VVery safe. Well-lit streets, late-night subways, almost no street harassment. The usual city awareness applies.

Pickpocketing/Scams

Almost none. A friend left her phone in a busy bathroom in the mall by mistake and it was still there half an hour later.

Health & Medical

Excellent hospitals in cities. Care is available but costly without insurance — travel cover recommended.

Areas to Know

No major areas to avoid. The DMZ near the North Korean border is restricted but safe on organized tours.

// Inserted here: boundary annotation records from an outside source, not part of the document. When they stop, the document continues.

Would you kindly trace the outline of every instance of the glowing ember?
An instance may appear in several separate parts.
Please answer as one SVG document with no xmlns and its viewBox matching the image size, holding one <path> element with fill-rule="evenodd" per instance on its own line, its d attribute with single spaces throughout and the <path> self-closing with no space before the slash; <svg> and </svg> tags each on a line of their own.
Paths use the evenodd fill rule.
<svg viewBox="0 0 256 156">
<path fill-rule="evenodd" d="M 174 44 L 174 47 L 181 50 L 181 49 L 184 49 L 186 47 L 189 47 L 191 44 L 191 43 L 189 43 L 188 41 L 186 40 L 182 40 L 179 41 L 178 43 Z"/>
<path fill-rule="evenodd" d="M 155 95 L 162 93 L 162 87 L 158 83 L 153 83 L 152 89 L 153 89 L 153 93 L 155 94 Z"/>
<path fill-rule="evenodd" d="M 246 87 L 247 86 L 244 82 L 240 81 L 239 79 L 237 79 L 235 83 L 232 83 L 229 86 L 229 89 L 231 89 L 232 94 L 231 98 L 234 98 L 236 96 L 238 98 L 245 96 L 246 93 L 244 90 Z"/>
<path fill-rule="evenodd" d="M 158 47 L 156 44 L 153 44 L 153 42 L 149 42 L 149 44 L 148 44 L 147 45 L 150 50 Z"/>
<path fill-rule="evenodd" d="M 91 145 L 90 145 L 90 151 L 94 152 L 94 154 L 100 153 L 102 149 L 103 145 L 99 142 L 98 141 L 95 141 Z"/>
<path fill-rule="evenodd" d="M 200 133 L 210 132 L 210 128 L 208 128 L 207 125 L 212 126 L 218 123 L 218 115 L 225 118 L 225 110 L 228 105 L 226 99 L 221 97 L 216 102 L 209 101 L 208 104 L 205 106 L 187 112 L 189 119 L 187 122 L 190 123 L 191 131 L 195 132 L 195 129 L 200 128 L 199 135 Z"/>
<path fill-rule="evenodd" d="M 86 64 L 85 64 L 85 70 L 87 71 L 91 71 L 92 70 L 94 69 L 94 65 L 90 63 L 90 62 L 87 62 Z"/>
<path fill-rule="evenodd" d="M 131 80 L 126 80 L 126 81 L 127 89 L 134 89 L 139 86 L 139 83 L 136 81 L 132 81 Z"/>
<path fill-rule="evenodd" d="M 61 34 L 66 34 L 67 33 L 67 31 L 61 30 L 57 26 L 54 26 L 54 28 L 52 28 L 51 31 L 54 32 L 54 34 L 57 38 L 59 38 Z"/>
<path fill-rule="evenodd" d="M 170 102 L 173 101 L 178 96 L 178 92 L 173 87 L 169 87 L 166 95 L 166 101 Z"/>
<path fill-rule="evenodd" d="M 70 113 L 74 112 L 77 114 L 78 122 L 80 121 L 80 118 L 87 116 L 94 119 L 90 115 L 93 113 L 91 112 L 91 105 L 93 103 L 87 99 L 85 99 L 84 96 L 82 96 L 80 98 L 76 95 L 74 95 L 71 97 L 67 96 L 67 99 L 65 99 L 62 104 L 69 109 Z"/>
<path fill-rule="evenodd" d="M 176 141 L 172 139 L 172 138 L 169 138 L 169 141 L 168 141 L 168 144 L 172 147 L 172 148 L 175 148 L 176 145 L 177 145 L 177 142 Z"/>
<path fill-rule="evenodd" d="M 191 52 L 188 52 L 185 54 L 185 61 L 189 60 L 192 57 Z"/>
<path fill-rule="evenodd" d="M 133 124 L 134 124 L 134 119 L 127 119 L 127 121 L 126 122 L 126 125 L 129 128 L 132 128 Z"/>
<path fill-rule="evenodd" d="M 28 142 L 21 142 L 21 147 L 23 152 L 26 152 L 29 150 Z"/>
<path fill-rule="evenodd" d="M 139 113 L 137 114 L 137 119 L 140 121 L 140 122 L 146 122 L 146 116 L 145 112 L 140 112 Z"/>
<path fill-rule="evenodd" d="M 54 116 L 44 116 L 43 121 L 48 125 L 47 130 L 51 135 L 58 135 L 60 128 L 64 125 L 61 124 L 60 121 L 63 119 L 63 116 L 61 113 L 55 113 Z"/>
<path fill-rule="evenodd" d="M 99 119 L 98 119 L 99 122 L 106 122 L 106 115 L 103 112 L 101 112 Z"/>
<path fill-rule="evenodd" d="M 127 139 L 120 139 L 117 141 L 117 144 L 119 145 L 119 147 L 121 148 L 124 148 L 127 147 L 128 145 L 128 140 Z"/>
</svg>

If you are a person of color, you might encounter mild racial bias, especially from older generations. On the Seoul metro an older woman once came up to cuss us out while we were standing in a corner minding our business — it happens, rarely, and it stings.

Language & Greetings in South Korea

South Korea speaks Korean (한국어), written in the Hangul script. English signage exists in Seoul and tourist areas, but learning a few phrases goes a long way. Even a wobbly 안녕하세요 gets you a smile.

PhraseKoreanPronunciation
Hello안녕하세요An-nyeong-ha-se-yo
Thank you감사합니다Gam-sa-ham-ni-da
How much?얼마예요?Eol-ma-ye-yo?
Excuse me실례합니다Sil-rye-ham-ni-da
Delicious!맛있어요!Ma-shi-sseo-yo!
Yes / No네 / 아니요Ne / A-ni-yo
Sorry죄송합니다Jwe-song-ham-ni-da
Where is…?…어디예요?…eo-di-ye-yo?

Fun fact: Hangul was invented in 1443 by King Sejong specifically so common people could read and write. You can learn the entire alphabet in a weekend — and it genuinely helps you navigate menus, signs, and subway stations.